Toen in september bleek dat Ibrahim niet naar het vmbo mocht maar naar het gymnasium moest besloot Ibrahim zich aan te sluiten bij de Mocro Mafia en zijn geld te gaan verdienen als huurmoordenaar. “Een kans voor Ibrahim”, zei Ibrahim en hij lachte zijn gouden tanden bloot.

De D66-politie begreep er helemaal niks van en dertig jaar later, toen bleek dat talloze door de D66-politie opgepakte Ibrahims huurmoordenaar waren geworden of zich hadden aangesloten bij ISIS, of beiden, deed de D66-politie nog altijd alsof ze er helemaal niets van snapten.
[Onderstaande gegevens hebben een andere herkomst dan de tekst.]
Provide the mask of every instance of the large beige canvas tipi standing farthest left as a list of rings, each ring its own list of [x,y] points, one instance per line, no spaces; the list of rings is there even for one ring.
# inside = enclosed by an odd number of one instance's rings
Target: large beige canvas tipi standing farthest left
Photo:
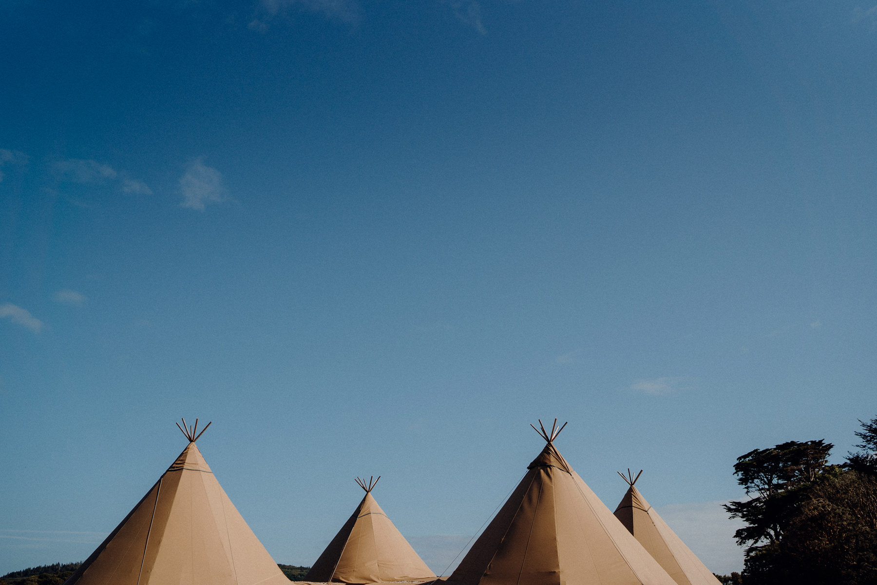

Dat Ibrahim nog liever crimineel werd dan consultant met een bakfiets en Hugo de Jonge-schoenen bleef voor altijd het grote mysterie voor de D66-politie. ‘Iedereen wil toch consultant met een bakfiets worden’, zo was de leidende gedachte bij de D66-politie.

Maar echt mét een Ibrahim praten in plaats van óver een Ibrahim, dat heeft de D66-politie in al die jaren nooit gedaan. Ibrahims, en eigenlijk iedereen behalve de D66-politie zelf, hadden maar gewoon te luisteren naar de D66-politie. ‘Wij zijn niet voor niks hoog opgeleid’ was dan ook het motto van de D66-politie. En dat bleef het motto van de D66-politie.